Second, it also reminds the world that the biggest trading group in the world economy is doubling down on the rules-based multilateral system. Research by Homi Kharas shows that most of the increase in the global middle class until 2030 will take place in China and Asia.

 

RCEP also embeds the first trilateral agreement between China, South Korea and Japan, itself a huge deal. The common interests of these three countries have over-ridden tense geopolitical relations across the Asia Pacific. RCEP underscores the pragmatic efforts of Japan to balance its strong security stance on the South China Sea and in the East China Sea with stability in the bilateral relationship with China. After the completion of the CPTPP, the EU–Japan partnership, and the US–Japan agreement, this marks the completion of the Abe trade agenda (even though Japan would have preferred India to join RCEP). …

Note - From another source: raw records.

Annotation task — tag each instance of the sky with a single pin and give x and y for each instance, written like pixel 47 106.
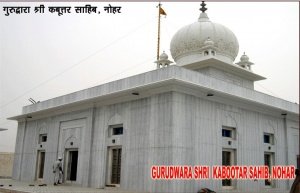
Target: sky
pixel 45 55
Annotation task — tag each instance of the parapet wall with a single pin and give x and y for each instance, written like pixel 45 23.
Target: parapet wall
pixel 6 164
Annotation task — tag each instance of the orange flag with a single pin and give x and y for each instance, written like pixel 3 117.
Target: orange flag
pixel 161 11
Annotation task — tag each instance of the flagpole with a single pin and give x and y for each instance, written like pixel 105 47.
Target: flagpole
pixel 158 34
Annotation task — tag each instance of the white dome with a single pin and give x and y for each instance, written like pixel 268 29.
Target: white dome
pixel 190 43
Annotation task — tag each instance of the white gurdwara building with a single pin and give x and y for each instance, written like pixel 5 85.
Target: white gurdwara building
pixel 201 111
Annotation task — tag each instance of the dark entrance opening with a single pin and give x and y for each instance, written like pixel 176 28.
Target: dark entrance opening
pixel 116 166
pixel 72 165
pixel 41 164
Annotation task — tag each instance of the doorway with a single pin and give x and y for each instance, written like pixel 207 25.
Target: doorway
pixel 114 166
pixel 40 165
pixel 71 164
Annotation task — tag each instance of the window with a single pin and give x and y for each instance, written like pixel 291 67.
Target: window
pixel 268 138
pixel 228 132
pixel 117 130
pixel 269 161
pixel 42 138
pixel 228 159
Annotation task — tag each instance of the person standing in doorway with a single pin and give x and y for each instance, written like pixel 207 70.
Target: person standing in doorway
pixel 58 172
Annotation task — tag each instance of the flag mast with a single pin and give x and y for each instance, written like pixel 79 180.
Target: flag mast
pixel 160 12
pixel 158 34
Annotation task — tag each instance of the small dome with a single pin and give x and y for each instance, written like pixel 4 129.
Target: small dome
pixel 163 56
pixel 208 42
pixel 189 43
pixel 244 58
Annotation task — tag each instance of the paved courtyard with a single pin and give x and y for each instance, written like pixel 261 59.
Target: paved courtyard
pixel 23 187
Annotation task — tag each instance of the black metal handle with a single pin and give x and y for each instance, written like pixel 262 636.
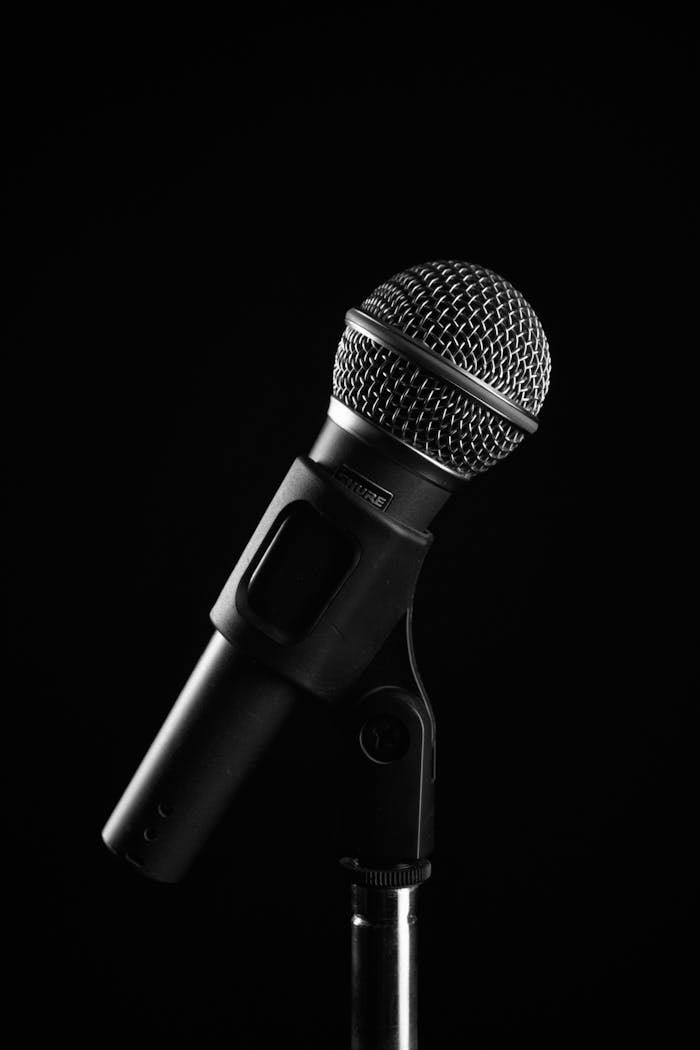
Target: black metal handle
pixel 221 723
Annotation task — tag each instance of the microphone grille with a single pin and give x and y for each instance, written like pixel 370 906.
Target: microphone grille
pixel 474 319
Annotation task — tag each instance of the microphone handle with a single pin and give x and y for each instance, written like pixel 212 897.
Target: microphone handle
pixel 224 720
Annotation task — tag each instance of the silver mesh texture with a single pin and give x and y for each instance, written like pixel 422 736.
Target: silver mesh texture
pixel 474 319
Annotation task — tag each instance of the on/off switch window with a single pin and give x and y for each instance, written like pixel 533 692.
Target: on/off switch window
pixel 305 561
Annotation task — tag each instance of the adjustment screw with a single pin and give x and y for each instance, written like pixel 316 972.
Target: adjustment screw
pixel 384 738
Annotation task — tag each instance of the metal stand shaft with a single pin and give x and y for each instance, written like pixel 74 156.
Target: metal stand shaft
pixel 384 978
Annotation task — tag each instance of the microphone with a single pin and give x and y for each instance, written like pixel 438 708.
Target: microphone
pixel 439 375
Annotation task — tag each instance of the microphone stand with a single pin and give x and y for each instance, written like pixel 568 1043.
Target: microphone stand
pixel 388 729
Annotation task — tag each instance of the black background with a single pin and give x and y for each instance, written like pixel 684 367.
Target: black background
pixel 190 210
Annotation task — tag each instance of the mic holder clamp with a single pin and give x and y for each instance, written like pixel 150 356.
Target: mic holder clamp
pixel 389 734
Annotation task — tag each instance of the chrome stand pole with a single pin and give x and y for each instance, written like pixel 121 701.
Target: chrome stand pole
pixel 384 973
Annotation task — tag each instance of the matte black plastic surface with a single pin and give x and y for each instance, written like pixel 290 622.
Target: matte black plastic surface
pixel 219 727
pixel 361 613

As well, RCEP brings significant institutionalization to Japan’s economic relations with China, including a new chapter on e-commerce (with a ban on data localisation requirements), rules on government procurement, and rules on intellectual property rights that go beyond WTO rules. The same calculations drive Australia’s readiness to sign RCEP in the midst of a bitter, but hopefully short-lived, trade fight with China.

The coming Biden Administration needs to rethink its reluctance to rejoin the CPTPP. If it fails to do this it could be on the outside of growing multilateral economic integration and possibly more.